BAMAKO, Mali — France claimed new successes in its campaign to oust Islamist extremists from northern Mali on Sunday, bombarding the major city of Gao with airstrikes targeting the airport and training camps used by the Al Qaeda-linked rebel group controlling the city.
France’s foreign minister also said the three-day-old intervention is gaining international support, with communications and transport help from the United States and backing from Britain, Denmark, and other European countries.
The French-led effort to take back Mali’s north from the extremists occupying it has included airstrikes by jets and combat helicopters on at least four northern towns, of which Gao is the largest.
Some 400 French troops have been sent to the country in the effort to win back the territory from the well-armed rebels, who seized control of an area larger than France after a coup in Mali nine months ago.
The action coincided with a failed French attempt Friday to rescue a hostage held by Islamic militants in Somalia.
President Obama acknowledged Sunday that US fighter jets provided backup support to the effort.
The risky mission by French commandos ended disastrously after a gun battle with fighters from Al-Shabab militant network. The hostage, a spy identified by his cover name, Denis Allex, was presumed killed and a French soldier was reported missing.
Obama said the US warplanes briefly entered Somali airspace but did not open fire and departed Somalia by 8 p.m. Friday, Washington time. He gave no other details.
In Mali, the French Defense Ministry said its fighter jets destroyed several targets near Gao, including training camps, infrastructure, and logistical depots that it said were bases for terrorist groups.
Residents of Gao confirmed that the targets included the city’s airport as well as the building that served as the base for the town’s feared Islamist police, which — in their adherence to a strict version of Muslim law — have carried out numerous punishments including amputating limbs of accused thieves.
Gao resident Abderahmane Dicko, a public school teacher, said he and his neighbors heard the jets screaming across the sky between noon and 1 p.m.
‘‘We saw the war planes circling. They were targeting the camps uses by the Islamists. They only hit their bases. They didn’t shoot at the population,’’ he said.
But the intervention has come with a human cost in the city of Konna, the first to be bombed on Friday and Saturday. The town’s mayor said that at least 10 civilians were killed, including three children who threw themselves into a river and drowned trying to avoid the falling bombs.
President Francois Hollande of France authorized the military operation, code-named ‘‘Serval’’ after a sub-Saharan wildcat, after it became clear that the advancing rebels could push past the defenses in the town of Mopti, the first town on the government-controlled side, which has the largest concentration of Malian soldiers.
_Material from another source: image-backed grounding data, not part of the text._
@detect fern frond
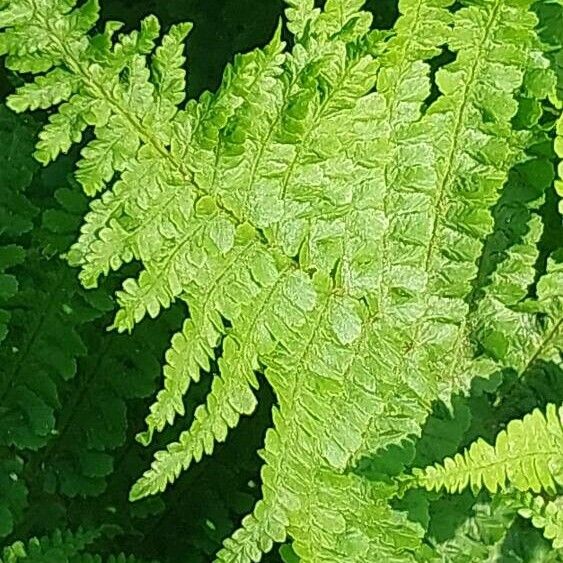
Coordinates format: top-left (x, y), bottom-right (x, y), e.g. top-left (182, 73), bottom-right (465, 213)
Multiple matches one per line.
top-left (1, 528), bottom-right (101, 563)
top-left (411, 404), bottom-right (563, 495)
top-left (0, 106), bottom-right (110, 452)
top-left (131, 266), bottom-right (311, 498)
top-left (518, 494), bottom-right (563, 550)
top-left (2, 0), bottom-right (559, 560)
top-left (470, 95), bottom-right (562, 376)
top-left (38, 312), bottom-right (173, 498)
top-left (344, 0), bottom-right (545, 467)
top-left (68, 31), bottom-right (285, 287)
top-left (0, 261), bottom-right (103, 450)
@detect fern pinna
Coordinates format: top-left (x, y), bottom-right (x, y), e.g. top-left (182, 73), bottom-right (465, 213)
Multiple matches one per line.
top-left (1, 0), bottom-right (562, 561)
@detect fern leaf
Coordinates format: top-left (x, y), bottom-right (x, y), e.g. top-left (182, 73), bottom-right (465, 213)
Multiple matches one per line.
top-left (0, 104), bottom-right (105, 452)
top-left (131, 266), bottom-right (310, 498)
top-left (336, 0), bottom-right (541, 467)
top-left (2, 0), bottom-right (559, 560)
top-left (0, 263), bottom-right (97, 450)
top-left (518, 494), bottom-right (563, 550)
top-left (39, 312), bottom-right (172, 498)
top-left (67, 35), bottom-right (285, 289)
top-left (135, 307), bottom-right (223, 446)
top-left (1, 528), bottom-right (101, 563)
top-left (135, 242), bottom-right (280, 444)
top-left (469, 65), bottom-right (562, 373)
top-left (411, 404), bottom-right (563, 495)
top-left (218, 273), bottom-right (427, 561)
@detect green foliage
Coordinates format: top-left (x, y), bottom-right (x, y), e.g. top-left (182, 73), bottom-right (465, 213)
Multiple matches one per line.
top-left (1, 0), bottom-right (562, 561)
top-left (1, 528), bottom-right (101, 563)
top-left (0, 106), bottom-right (38, 344)
top-left (425, 495), bottom-right (521, 562)
top-left (518, 494), bottom-right (563, 550)
top-left (410, 404), bottom-right (563, 495)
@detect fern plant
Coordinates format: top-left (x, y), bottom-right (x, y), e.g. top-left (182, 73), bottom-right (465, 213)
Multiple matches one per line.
top-left (1, 0), bottom-right (562, 561)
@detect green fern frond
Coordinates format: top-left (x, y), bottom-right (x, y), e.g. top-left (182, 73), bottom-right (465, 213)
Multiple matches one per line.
top-left (0, 259), bottom-right (106, 450)
top-left (2, 0), bottom-right (560, 561)
top-left (0, 528), bottom-right (101, 563)
top-left (0, 105), bottom-right (110, 453)
top-left (410, 404), bottom-right (563, 495)
top-left (470, 105), bottom-right (562, 376)
top-left (131, 266), bottom-right (312, 498)
top-left (518, 494), bottom-right (563, 550)
top-left (37, 311), bottom-right (174, 498)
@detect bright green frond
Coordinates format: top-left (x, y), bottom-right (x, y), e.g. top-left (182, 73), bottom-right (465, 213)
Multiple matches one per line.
top-left (411, 404), bottom-right (563, 495)
top-left (131, 265), bottom-right (308, 498)
top-left (135, 308), bottom-right (224, 446)
top-left (2, 0), bottom-right (561, 560)
top-left (518, 494), bottom-right (563, 550)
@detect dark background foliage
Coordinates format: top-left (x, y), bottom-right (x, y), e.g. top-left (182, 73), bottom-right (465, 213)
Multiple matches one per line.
top-left (0, 1), bottom-right (561, 561)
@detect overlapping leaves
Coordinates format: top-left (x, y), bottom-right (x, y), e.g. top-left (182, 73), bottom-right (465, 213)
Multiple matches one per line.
top-left (1, 0), bottom-right (562, 561)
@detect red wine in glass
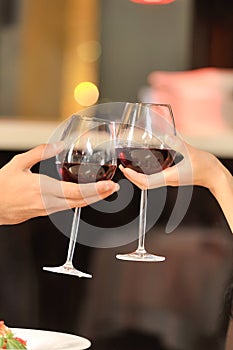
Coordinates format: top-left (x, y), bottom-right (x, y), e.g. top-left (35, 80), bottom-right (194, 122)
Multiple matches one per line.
top-left (43, 116), bottom-right (117, 278)
top-left (115, 103), bottom-right (176, 262)
top-left (61, 160), bottom-right (117, 184)
top-left (117, 146), bottom-right (175, 175)
top-left (116, 145), bottom-right (176, 262)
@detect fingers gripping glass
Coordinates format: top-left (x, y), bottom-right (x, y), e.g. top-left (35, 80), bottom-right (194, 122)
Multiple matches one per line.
top-left (116, 103), bottom-right (176, 262)
top-left (43, 116), bottom-right (117, 278)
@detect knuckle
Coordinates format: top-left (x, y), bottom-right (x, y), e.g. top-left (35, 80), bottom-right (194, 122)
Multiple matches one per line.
top-left (11, 153), bottom-right (23, 164)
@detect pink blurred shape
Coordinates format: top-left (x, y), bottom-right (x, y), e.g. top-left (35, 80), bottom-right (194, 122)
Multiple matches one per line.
top-left (147, 68), bottom-right (233, 135)
top-left (131, 0), bottom-right (175, 4)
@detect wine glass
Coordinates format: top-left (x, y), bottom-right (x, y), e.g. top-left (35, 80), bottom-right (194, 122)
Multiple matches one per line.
top-left (116, 103), bottom-right (176, 262)
top-left (43, 115), bottom-right (117, 277)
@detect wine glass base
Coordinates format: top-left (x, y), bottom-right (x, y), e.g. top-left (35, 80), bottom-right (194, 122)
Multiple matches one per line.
top-left (116, 252), bottom-right (165, 262)
top-left (43, 265), bottom-right (92, 278)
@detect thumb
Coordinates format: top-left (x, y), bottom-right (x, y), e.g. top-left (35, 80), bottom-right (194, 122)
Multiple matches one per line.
top-left (17, 142), bottom-right (64, 170)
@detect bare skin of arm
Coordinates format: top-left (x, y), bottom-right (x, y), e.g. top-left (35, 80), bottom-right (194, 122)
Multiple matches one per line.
top-left (225, 318), bottom-right (233, 350)
top-left (0, 143), bottom-right (119, 225)
top-left (119, 135), bottom-right (233, 233)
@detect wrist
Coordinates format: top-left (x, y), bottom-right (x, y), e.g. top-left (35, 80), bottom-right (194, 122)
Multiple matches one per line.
top-left (208, 160), bottom-right (233, 197)
top-left (206, 160), bottom-right (233, 233)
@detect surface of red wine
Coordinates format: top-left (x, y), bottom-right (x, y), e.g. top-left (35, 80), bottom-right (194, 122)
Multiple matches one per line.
top-left (117, 146), bottom-right (175, 175)
top-left (61, 162), bottom-right (117, 184)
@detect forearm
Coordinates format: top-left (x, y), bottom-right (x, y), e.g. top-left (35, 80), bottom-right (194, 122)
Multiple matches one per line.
top-left (208, 161), bottom-right (233, 233)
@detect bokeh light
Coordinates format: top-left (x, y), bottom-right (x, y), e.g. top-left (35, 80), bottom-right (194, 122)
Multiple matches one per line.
top-left (74, 82), bottom-right (99, 106)
top-left (77, 41), bottom-right (102, 63)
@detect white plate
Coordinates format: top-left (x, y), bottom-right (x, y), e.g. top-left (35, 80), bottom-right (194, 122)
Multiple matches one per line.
top-left (11, 328), bottom-right (91, 350)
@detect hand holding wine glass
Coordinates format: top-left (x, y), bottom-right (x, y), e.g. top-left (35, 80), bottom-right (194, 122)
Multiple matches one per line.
top-left (43, 115), bottom-right (117, 278)
top-left (0, 143), bottom-right (118, 225)
top-left (120, 133), bottom-right (233, 234)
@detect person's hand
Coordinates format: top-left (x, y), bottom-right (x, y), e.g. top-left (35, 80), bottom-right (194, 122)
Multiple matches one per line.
top-left (119, 134), bottom-right (228, 191)
top-left (119, 134), bottom-right (233, 232)
top-left (0, 143), bottom-right (119, 225)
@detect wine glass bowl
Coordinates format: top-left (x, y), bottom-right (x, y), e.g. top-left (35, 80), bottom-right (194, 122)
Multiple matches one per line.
top-left (116, 103), bottom-right (176, 262)
top-left (59, 127), bottom-right (117, 184)
top-left (43, 115), bottom-right (117, 277)
top-left (117, 131), bottom-right (175, 175)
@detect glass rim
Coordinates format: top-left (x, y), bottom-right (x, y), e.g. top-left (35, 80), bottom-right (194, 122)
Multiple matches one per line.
top-left (132, 102), bottom-right (172, 108)
top-left (69, 113), bottom-right (116, 126)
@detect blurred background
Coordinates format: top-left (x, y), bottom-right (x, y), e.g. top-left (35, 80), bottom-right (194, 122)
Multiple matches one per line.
top-left (0, 0), bottom-right (233, 349)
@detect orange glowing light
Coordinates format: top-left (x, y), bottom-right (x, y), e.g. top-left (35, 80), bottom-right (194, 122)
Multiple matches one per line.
top-left (74, 82), bottom-right (99, 106)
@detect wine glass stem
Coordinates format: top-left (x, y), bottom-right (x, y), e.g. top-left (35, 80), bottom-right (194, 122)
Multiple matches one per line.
top-left (66, 207), bottom-right (81, 265)
top-left (137, 189), bottom-right (148, 254)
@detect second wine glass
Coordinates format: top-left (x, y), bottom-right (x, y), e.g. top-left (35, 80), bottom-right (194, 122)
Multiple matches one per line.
top-left (116, 103), bottom-right (176, 262)
top-left (43, 115), bottom-right (117, 277)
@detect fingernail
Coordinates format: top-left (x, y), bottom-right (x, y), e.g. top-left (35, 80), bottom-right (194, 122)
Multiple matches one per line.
top-left (115, 183), bottom-right (120, 192)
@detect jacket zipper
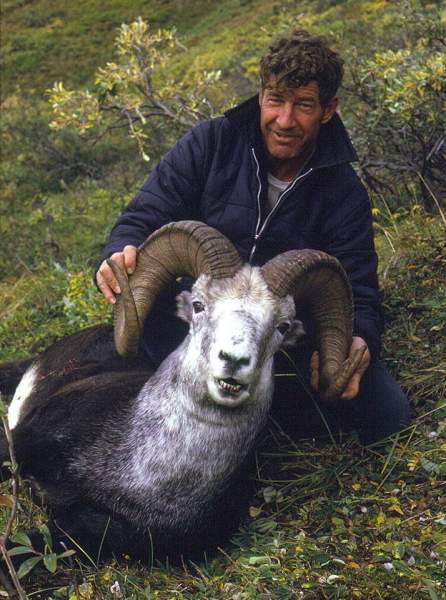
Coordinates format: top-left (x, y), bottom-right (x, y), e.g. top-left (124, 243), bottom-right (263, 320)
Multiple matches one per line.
top-left (249, 147), bottom-right (313, 262)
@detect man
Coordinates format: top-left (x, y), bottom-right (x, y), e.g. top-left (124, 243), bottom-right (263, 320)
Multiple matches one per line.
top-left (96, 29), bottom-right (409, 444)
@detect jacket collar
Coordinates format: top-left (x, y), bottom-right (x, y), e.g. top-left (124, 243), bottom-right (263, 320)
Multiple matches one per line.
top-left (224, 95), bottom-right (358, 170)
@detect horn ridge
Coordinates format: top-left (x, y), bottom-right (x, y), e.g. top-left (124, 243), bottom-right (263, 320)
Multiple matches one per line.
top-left (113, 221), bottom-right (243, 356)
top-left (261, 249), bottom-right (354, 401)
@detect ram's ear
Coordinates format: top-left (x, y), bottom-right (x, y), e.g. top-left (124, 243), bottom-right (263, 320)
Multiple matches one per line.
top-left (176, 291), bottom-right (193, 323)
top-left (282, 319), bottom-right (306, 347)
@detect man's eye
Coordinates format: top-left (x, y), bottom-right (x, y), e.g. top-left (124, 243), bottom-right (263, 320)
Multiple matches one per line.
top-left (277, 322), bottom-right (290, 335)
top-left (192, 301), bottom-right (205, 313)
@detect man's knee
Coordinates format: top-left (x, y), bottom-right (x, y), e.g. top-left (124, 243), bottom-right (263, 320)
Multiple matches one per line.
top-left (356, 361), bottom-right (410, 445)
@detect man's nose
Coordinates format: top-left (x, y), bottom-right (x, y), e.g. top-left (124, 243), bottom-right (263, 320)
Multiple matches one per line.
top-left (276, 103), bottom-right (296, 129)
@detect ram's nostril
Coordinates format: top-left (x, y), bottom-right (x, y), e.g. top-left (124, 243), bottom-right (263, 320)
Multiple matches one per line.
top-left (237, 356), bottom-right (251, 367)
top-left (218, 351), bottom-right (250, 368)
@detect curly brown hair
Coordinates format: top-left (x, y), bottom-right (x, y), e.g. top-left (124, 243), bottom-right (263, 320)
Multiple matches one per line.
top-left (259, 29), bottom-right (344, 105)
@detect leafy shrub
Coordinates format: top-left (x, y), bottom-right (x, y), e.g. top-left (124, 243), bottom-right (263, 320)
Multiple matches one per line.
top-left (47, 18), bottom-right (227, 162)
top-left (0, 180), bottom-right (137, 279)
top-left (0, 262), bottom-right (110, 361)
top-left (345, 1), bottom-right (445, 211)
top-left (0, 96), bottom-right (146, 278)
top-left (62, 267), bottom-right (110, 329)
top-left (0, 97), bottom-right (141, 195)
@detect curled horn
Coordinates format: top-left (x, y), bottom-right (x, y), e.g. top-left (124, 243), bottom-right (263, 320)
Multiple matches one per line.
top-left (108, 221), bottom-right (243, 356)
top-left (261, 250), bottom-right (365, 401)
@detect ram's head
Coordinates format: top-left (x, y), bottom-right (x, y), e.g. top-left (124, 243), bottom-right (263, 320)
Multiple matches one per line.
top-left (108, 221), bottom-right (364, 404)
top-left (175, 267), bottom-right (301, 407)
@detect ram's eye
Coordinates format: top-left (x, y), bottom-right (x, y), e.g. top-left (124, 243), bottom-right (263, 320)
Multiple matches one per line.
top-left (277, 321), bottom-right (290, 335)
top-left (192, 301), bottom-right (205, 314)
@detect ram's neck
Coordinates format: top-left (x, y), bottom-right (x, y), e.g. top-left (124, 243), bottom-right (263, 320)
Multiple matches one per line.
top-left (83, 338), bottom-right (275, 526)
top-left (132, 338), bottom-right (274, 473)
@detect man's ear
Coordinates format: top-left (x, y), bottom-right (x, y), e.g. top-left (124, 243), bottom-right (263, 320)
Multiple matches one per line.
top-left (321, 96), bottom-right (338, 124)
top-left (176, 291), bottom-right (193, 323)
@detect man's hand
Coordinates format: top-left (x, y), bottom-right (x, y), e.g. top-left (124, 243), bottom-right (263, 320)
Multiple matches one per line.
top-left (96, 245), bottom-right (137, 305)
top-left (310, 336), bottom-right (371, 400)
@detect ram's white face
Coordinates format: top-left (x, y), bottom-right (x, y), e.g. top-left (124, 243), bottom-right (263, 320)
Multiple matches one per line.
top-left (177, 266), bottom-right (303, 407)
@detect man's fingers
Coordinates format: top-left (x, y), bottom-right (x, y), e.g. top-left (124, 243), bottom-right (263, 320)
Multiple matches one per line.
top-left (96, 247), bottom-right (138, 304)
top-left (98, 253), bottom-right (126, 296)
top-left (356, 352), bottom-right (370, 377)
top-left (98, 264), bottom-right (121, 295)
top-left (96, 271), bottom-right (117, 305)
top-left (341, 373), bottom-right (361, 400)
top-left (340, 339), bottom-right (371, 400)
top-left (110, 252), bottom-right (126, 272)
top-left (123, 246), bottom-right (137, 274)
top-left (309, 338), bottom-right (370, 400)
top-left (350, 338), bottom-right (371, 370)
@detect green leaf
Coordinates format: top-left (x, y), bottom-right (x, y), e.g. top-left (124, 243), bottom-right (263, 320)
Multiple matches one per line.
top-left (43, 552), bottom-right (58, 573)
top-left (58, 549), bottom-right (76, 559)
top-left (0, 403), bottom-right (7, 418)
top-left (10, 532), bottom-right (33, 548)
top-left (53, 588), bottom-right (69, 599)
top-left (17, 555), bottom-right (42, 579)
top-left (420, 457), bottom-right (440, 475)
top-left (327, 574), bottom-right (343, 584)
top-left (425, 579), bottom-right (439, 600)
top-left (393, 542), bottom-right (406, 559)
top-left (7, 546), bottom-right (36, 557)
top-left (248, 556), bottom-right (270, 566)
top-left (253, 518), bottom-right (277, 533)
top-left (40, 524), bottom-right (53, 550)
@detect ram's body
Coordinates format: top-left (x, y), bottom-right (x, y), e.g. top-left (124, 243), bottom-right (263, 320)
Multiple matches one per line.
top-left (2, 267), bottom-right (298, 561)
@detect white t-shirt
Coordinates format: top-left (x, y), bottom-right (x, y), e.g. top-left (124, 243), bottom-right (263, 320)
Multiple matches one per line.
top-left (267, 172), bottom-right (289, 214)
top-left (266, 149), bottom-right (315, 216)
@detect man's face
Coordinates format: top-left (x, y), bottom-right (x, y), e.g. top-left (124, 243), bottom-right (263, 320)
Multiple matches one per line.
top-left (259, 80), bottom-right (337, 168)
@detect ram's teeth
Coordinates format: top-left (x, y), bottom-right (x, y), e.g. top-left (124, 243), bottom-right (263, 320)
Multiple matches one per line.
top-left (218, 379), bottom-right (242, 393)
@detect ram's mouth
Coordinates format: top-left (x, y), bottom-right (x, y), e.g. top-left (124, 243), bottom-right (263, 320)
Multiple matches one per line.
top-left (215, 377), bottom-right (247, 397)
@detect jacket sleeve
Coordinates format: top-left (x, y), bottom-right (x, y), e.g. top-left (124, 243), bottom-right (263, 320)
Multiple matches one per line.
top-left (320, 167), bottom-right (383, 359)
top-left (99, 121), bottom-right (212, 262)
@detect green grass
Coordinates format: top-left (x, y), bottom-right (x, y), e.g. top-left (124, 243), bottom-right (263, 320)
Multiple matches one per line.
top-left (2, 0), bottom-right (420, 100)
top-left (1, 0), bottom-right (269, 97)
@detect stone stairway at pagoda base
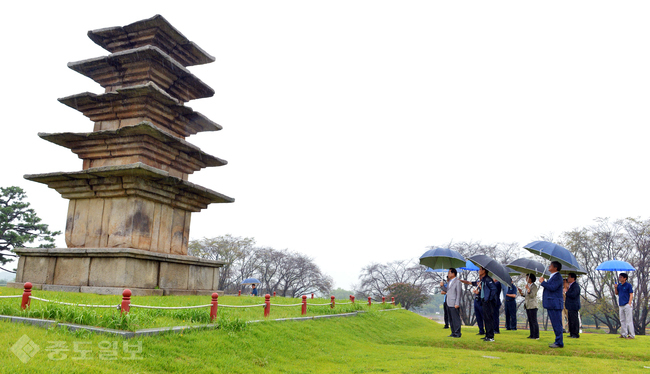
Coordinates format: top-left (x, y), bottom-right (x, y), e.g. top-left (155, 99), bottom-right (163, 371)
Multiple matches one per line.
top-left (10, 15), bottom-right (234, 296)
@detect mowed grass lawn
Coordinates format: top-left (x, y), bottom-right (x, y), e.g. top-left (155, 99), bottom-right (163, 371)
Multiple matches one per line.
top-left (1, 304), bottom-right (649, 373)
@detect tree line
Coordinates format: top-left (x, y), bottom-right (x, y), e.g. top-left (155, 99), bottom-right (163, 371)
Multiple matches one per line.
top-left (188, 235), bottom-right (333, 297)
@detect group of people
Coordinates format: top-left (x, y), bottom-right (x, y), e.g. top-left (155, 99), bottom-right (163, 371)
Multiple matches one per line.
top-left (438, 261), bottom-right (635, 347)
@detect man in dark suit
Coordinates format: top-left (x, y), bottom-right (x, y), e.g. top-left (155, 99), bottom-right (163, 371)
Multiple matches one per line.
top-left (505, 282), bottom-right (518, 330)
top-left (565, 272), bottom-right (581, 338)
top-left (474, 290), bottom-right (485, 336)
top-left (493, 279), bottom-right (502, 333)
top-left (539, 261), bottom-right (564, 348)
top-left (461, 267), bottom-right (497, 342)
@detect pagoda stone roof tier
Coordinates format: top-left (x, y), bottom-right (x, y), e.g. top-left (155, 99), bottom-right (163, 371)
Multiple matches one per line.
top-left (88, 14), bottom-right (215, 67)
top-left (25, 163), bottom-right (234, 213)
top-left (39, 123), bottom-right (227, 180)
top-left (68, 46), bottom-right (214, 103)
top-left (59, 83), bottom-right (220, 138)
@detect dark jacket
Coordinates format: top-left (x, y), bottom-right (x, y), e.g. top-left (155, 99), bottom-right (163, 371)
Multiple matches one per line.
top-left (565, 282), bottom-right (581, 311)
top-left (505, 283), bottom-right (517, 303)
top-left (476, 276), bottom-right (497, 303)
top-left (541, 273), bottom-right (564, 310)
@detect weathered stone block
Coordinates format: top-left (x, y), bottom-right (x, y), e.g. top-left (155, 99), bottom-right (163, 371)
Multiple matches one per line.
top-left (188, 265), bottom-right (213, 290)
top-left (53, 257), bottom-right (90, 286)
top-left (159, 262), bottom-right (189, 289)
top-left (20, 256), bottom-right (51, 284)
top-left (88, 257), bottom-right (158, 289)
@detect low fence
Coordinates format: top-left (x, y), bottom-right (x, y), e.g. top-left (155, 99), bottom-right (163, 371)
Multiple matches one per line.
top-left (13, 282), bottom-right (396, 322)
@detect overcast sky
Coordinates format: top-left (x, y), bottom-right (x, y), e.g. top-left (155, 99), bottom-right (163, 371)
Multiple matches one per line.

The decision catapulted the world and Mali’s neighbors into a military operation that diplomats had earlier said would not take place until at least September. France’s defense minister said they had no choice because of the swift rebel advance.
US officials said they had offered to send drones to Mali and were considering a broad range of options for assistance, including information-sharing and possibly allowing limited use of refueling tankers. Prime Minister David Cameron of Britain also agreed to send aircraft to help transport troops.
On Saturday, the body representing nations in West Africa announced that the member states would send hundreds of troops of their own, including at least 500 each from Niger, Burkina Faso, and Senegal, as well as from Nigeria.